While Hecla Mining (NYSE:HL) dubs itself the largest primary silver producer in the United States, it's also a player in gold and some base metals. Last year, in fact, it achieved a company record for annual gold production: 262,103 ounces. However, 2019 has proven rather disappointing for investors. The stock is down more than 11% year to date even as the price of silver has soared nearly 23%, and the S&P 500 is up 21%.
These points might lead skeptical investors to jump to the conclusion that the best course of action is to stay away from Hecla's stock, eschewing it for more compelling opportunities. On the other hand, savvy investors may instead be intrigued, wondering if the market has overreacted in its selloff of this miner. So let's take a closer look at the company to see whether this is, in fact, a good chance to pick up shares at an attractive price, or if the better course of action would be to look elsewhere in the mining sector for opportunities.
The bull case
Casting Hecla's future in a lustrous light, optimists point to the fact that it's poised to increase mineral production in 2019. According to management's guidance, Hecla will achieve silver production of 11.7 million ounces and gold production of 274,000 ounces, representing growth of 12.5% and 4.5%, respectively. Evidently, the company is on track to achieve this forecast. Although it hasn't reported third-quarter earnings yet, management's preliminary results indicate that through the first nine months of 2019, it has increased silver production by 21% and gold production by 4% compared to the same period last year.
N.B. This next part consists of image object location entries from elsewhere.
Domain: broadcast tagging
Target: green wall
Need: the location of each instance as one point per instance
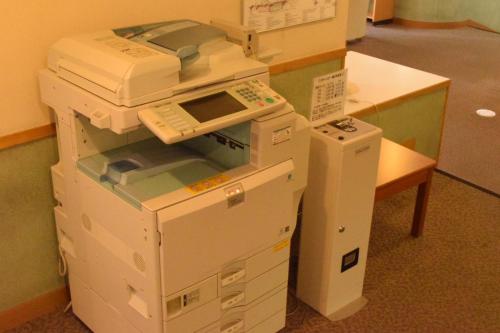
(28, 251)
(485, 12)
(419, 118)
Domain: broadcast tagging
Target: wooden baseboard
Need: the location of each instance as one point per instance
(441, 25)
(307, 61)
(33, 134)
(34, 308)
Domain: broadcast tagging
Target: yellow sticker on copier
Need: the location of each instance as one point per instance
(207, 183)
(282, 245)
Beyond that, management's suggestion that the company is poised to report rising free cash flow is another source of excitement. In a recent presentation, Hecla forecast a 40% increase in free cash flow over the next five years from its flagship Greens Creek mine, compared to the average of $72 million generated over the past five years. But wait, there's more: Management asserts that after the pits are stripped at Casa Berardi, the company's other core asset, that mine "could generate Greens Creek-like free cash flow."
The prospect of a more glittering cash-flow statement is especially exciting considering the company's recent performance. In 2018, its free cash flow was negative $42.7 million -- a sharp drop from 2017's positive $17.8 million.
The bear case
Although the prospects of production and cash flow growth have some investors excited, there are valid reasons why others would rather run for the hills. For one, the company's inability to grow its operational cash flow has forced management to turn to the debt and equity markets to help fund its operations. While shareholders have suffered from significant dilution over the past three years, the company has also further weighed down its balance sheet with debt.
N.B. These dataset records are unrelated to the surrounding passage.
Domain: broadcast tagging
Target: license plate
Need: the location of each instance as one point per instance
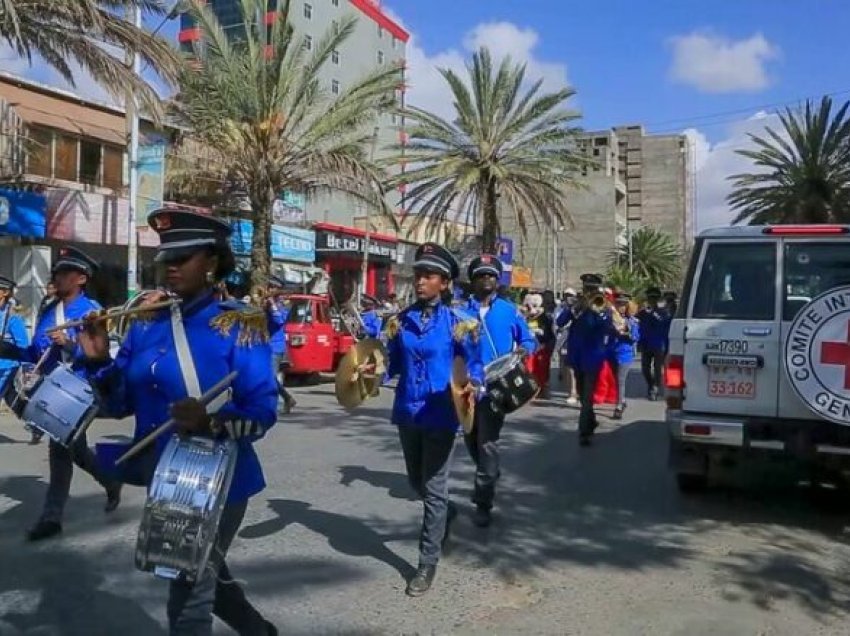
(732, 382)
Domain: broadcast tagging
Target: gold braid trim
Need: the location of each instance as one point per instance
(252, 323)
(392, 327)
(465, 328)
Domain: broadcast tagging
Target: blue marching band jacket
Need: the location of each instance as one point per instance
(146, 377)
(13, 333)
(502, 328)
(421, 353)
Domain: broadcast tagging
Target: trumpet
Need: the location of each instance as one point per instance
(132, 307)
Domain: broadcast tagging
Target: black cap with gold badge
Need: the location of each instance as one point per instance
(182, 233)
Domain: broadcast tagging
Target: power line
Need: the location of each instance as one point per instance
(738, 111)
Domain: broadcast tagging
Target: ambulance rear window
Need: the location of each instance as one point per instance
(737, 282)
(810, 270)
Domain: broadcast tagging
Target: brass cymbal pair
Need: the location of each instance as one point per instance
(352, 384)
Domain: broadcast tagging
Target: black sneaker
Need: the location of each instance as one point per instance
(422, 580)
(482, 517)
(44, 530)
(113, 497)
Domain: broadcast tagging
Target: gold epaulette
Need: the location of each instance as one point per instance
(392, 327)
(465, 328)
(252, 323)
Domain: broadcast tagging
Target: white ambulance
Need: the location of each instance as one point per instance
(759, 358)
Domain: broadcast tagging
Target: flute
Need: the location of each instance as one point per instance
(111, 314)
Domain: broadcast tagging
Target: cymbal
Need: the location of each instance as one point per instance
(463, 409)
(351, 386)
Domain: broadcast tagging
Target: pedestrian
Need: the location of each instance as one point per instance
(654, 322)
(152, 377)
(589, 336)
(622, 349)
(424, 340)
(278, 313)
(503, 330)
(12, 331)
(541, 326)
(71, 274)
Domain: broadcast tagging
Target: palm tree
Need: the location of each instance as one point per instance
(650, 255)
(257, 100)
(506, 147)
(802, 171)
(63, 32)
With the goal of shoring up its financial position, management recently revealed its long-term target of a net-debt-to-EBITDA ratio of 2.5. Skeptics, however, will point to the fact that management aspires to achieve this feat by growing EBITDA rather than by paying down debt -- a strategy that seems questionable considering the company's EBITDA margin has fallen notably from 33.3% to 25.1% in 2018, according to Morningstar.
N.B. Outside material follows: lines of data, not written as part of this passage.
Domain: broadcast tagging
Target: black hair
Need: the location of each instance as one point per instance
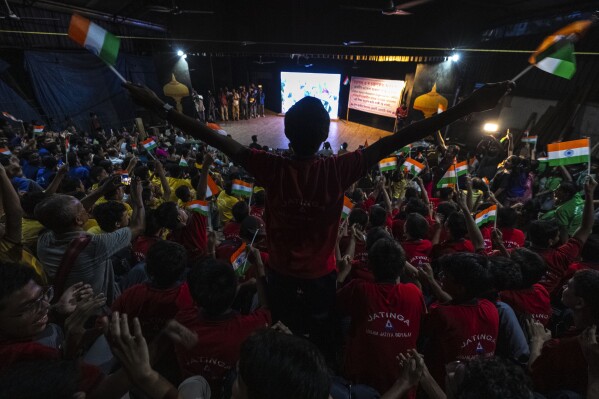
(108, 214)
(541, 231)
(494, 378)
(416, 226)
(590, 249)
(532, 266)
(378, 216)
(586, 285)
(31, 199)
(386, 259)
(506, 217)
(41, 379)
(240, 211)
(456, 224)
(213, 286)
(307, 125)
(13, 277)
(359, 216)
(167, 215)
(471, 271)
(165, 263)
(273, 365)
Additional causes for concern stem from the company's project development challenges. In April, for instance, a U.S. court presented Hecla with a setback when it reversed a decision regarding a water permit for the Rock Creek project, a proposed silver and copper mine in Montana.
Then there are the company's operations in Nevada. In June, management stated that "the Nevada operations have not generated the cash flow we had hoped for so we are curtailing most development and reducing the workforce." Consequently, Hecla now plans on a $25 million reduction in spending relating to those operations in 2019.
Digging into the final word
Although management has an auspicious outlook for the remainder of 2019, the combination of the company's financials and its issues in Montana and Nevada suggest that investors would be better off watching this stock from the sidelines for the time being. And for investors who might be willing to overlook those flaws, perhaps the fact that the stock is trading at 17.9 times operational cash flow -- a steep premium to the five-year average of 11.5 -- will help convince them that the risks don't outweigh the potential rewards.